Le reazioni entusiaste nel vederla con l’abito bianco, anziché con mascherina e divisa, sono state immortalate nelle foto che vedete qui sopra e pure in un video, che Arianna mostrerà loro appena sarà pronto. «È stata una giornata meravigliosa: mio marito era più agitato, io invece ho riso tutto il giorno – ricorda –. Siamo fidanzati da 9 anni; ci dovevamo sposare un anno fa, ma abbiamo rimandato la cerimonia perché i contagi da Covid erano ancora alti e non ce la siamo sentita di mettere a rischio questo giorno».

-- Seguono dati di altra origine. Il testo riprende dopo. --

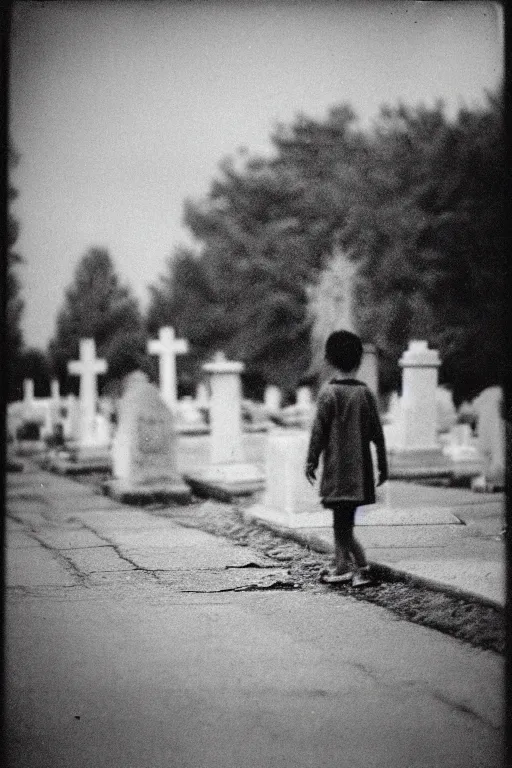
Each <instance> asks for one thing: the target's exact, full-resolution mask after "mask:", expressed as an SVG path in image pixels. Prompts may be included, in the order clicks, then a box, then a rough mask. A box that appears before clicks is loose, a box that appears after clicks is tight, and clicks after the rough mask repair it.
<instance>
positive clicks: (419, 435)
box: [399, 341, 441, 452]
mask: <svg viewBox="0 0 512 768" xmlns="http://www.w3.org/2000/svg"><path fill="white" fill-rule="evenodd" d="M399 365H400V366H401V368H402V369H403V373H402V419H403V422H402V430H401V432H402V434H401V435H400V440H399V447H400V449H402V450H406V451H435V452H438V451H439V450H440V446H439V444H438V441H437V406H436V389H437V375H438V368H439V366H440V365H441V361H440V359H439V354H438V352H437V350H435V349H429V348H428V346H427V342H426V341H411V342H409V348H408V349H407V350H406V351H405V352H404V353H403V355H402V357H401V359H400V361H399Z"/></svg>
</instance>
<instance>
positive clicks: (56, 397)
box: [50, 379, 60, 405]
mask: <svg viewBox="0 0 512 768" xmlns="http://www.w3.org/2000/svg"><path fill="white" fill-rule="evenodd" d="M50 386H51V393H52V395H51V397H52V400H53V401H54V402H55V403H57V404H59V405H60V384H59V380H58V379H52V381H51V384H50Z"/></svg>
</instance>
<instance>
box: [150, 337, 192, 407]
mask: <svg viewBox="0 0 512 768" xmlns="http://www.w3.org/2000/svg"><path fill="white" fill-rule="evenodd" d="M148 352H149V354H150V355H158V356H159V383H160V395H161V397H162V399H163V401H164V403H165V404H166V405H167V407H168V408H170V409H171V410H173V409H174V408H175V407H176V403H177V401H178V382H177V376H176V355H183V354H185V353H186V352H188V342H187V341H185V340H184V339H176V338H175V335H174V328H170V327H168V326H166V327H165V328H160V331H159V334H158V339H153V340H151V341H148Z"/></svg>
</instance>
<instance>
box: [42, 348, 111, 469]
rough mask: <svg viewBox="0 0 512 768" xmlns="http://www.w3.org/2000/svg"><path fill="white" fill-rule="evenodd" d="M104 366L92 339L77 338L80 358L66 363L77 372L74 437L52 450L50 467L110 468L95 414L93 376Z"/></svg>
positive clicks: (94, 382)
mask: <svg viewBox="0 0 512 768" xmlns="http://www.w3.org/2000/svg"><path fill="white" fill-rule="evenodd" d="M106 370H107V363H106V361H105V360H98V359H97V358H96V345H95V343H94V339H81V340H80V359H79V360H72V361H71V362H69V363H68V371H69V373H70V374H71V375H72V376H80V394H79V433H78V439H77V440H74V441H70V442H69V443H68V444H67V445H66V447H65V448H64V449H62V450H58V451H56V453H55V455H54V456H52V457H51V459H50V461H49V467H50V469H53V470H54V471H56V472H59V473H62V474H72V473H80V472H91V471H107V470H109V469H110V467H111V457H110V445H109V441H108V440H107V435H106V433H105V432H104V433H103V434H101V433H98V418H97V399H98V391H97V376H98V374H100V373H105V372H106ZM72 418H73V414H72ZM72 428H75V427H72Z"/></svg>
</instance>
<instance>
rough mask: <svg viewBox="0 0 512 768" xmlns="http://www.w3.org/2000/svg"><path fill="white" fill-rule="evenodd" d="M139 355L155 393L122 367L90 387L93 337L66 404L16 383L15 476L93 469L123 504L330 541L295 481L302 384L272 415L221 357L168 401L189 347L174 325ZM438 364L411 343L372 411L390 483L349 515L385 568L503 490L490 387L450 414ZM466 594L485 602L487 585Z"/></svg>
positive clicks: (302, 395)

Il primo giugno, invece, è filato tutto liscio e la novantina di invitati ha vissuto una giornata da incorniciare nella trecentesca Villa Ormaneto di Cerea, antica dimora di caccia degli Scaligeri, che oggi ospita eventi e matrimoni. «Molto toccante è stata la cerimonia religiosa, celebrata dal parroco di Asparetto, don Gianfranco Milanese – prosegue –. Al termine ha invitato davanti all’altare tutti i bambini presenti e ha chiamato mio nonno Bertino, 91 anni, e mia nonna Adua, 85, per ricordare il valore della famiglia, che comincia coi bambini e finisce con gli anziani». Marco, lo sposo, di nonni non ne ha più; la sposa, invece, gli altri due li ha persi non da molto, perciò quando gli amici hanno proiettato un video che mostrava anche loro due, una lacrima le è sfuggita.
Tuttavia, di nonne adottive, col suo lavoro, Arianna ne ha guadagnate molte. «Con la pandemia e i rapporti coi familiari più diradati, a causa del virus, è stato naturale condividere di più la quotidianità con le ospiti – dice –. Io di carattere sono una chiacchierona e a loro parlare con un volto noto fa sempre piacere».
Rientrata da un viaggio a Parigi, la coppia è andata a vivere a San Vito di Cerea e ha già ripreso il lavoro, dopo il congedo matrimoniale. «Siamo tornati alla routine quotidiana, ma con la fede al dito», conclude Montagnoli, ripercorrendo l’ultimo faticoso biennio. «Lavorare da due anni e mezzo coi dispositivi di protezione sempre addosso è un sacrificio, però noi operatori lo facciamo volentieri per preservare l’incolumità delle persone che assistiamo, che sono fragili – spiega –. A livello psicologico, in alcuni momenti ci siamo sentiti abbattuti, ma in molti altri la pandemia ci ha spronato a ideare delle attività innovative per garantire agli ospiti un buon tenore di vita e per sopperire all’assenza dei parenti». Sempre insieme, come in un matrimonio: nella buona e nella cattiva sorte.